Franck-Dernoncourt / NeuroNER

Named-entity recognition using neural networks. Easy-to-use and state-of-the-art results.
http://neuroner.com
MIT License
1.7k stars 475 forks source link

How to approach importing a new dataset to train a NN with custom entities in NeuroNER #19

Open icarusin opened 7 years ago

icarusin commented 7 years ago

Hi Franck,

Thanks for building this abstraction on top of TensorFlow to make it easier to apply NER. Do you have some pointers on how to convert "un-annotated" text with custom annotations existing in a separate file (labels with offsets in to the main file) to CoNLL or BRAT format such that it can be used to train a NN? The entities that I am interested in are not the standard ones but custom to a domain (names of specific models of cars). Also, the custom annotations that exist in another file donot include any POS or Coreference tags.

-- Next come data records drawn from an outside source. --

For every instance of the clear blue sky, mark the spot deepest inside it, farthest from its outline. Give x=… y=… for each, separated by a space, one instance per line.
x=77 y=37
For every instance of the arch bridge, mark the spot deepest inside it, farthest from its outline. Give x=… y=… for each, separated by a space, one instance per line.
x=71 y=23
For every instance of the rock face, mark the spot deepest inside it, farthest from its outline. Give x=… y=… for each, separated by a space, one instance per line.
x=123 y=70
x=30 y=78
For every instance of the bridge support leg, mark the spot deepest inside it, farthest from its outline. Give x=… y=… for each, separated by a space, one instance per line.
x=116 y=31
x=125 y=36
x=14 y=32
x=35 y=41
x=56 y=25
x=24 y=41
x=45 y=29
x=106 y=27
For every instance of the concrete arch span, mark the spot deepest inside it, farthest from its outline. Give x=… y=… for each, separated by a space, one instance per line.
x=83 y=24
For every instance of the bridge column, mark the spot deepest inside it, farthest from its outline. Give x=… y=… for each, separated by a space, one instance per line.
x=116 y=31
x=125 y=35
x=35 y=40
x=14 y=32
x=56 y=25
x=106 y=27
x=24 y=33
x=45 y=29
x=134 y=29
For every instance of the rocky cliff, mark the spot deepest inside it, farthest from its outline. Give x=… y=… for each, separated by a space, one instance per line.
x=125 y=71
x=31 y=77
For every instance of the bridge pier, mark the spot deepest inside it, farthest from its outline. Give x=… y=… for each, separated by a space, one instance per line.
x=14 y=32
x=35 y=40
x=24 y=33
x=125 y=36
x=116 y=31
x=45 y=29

I have several thousand of these "un-annotated" text files so a manual annotation process (such as by using BRAT) is not feasible. This is not directly related to the NeuroNER as an issue but your suggestions in what would be the best approach to convert these to a format that could be used to prepare a training dataset for NeuroNER would be very helpful.

Thanks, Ar

heri commented 7 years ago

What about using Amazon Mechanical Turk?

ngarneau commented 7 years ago

@icarusin, starting a NER project without labeled data is a challenging task. When your domain is really specific and contains several uncommon words, random annotators won't get the job done well and you'll lose time and money so, in my opinion, I wouldn't go with Amazon Mechanical Turk.

One thing you could do to reduce your time of annotating documents is trying a bootstrapping approach as the one proposed by Manning & Gupta.

Once you have some "pre-annotations" you can fix them quickly then train a classifier on this small dataset and then iterate over and over and enlarge you annotated corpus. Hope this helps,

Nicolas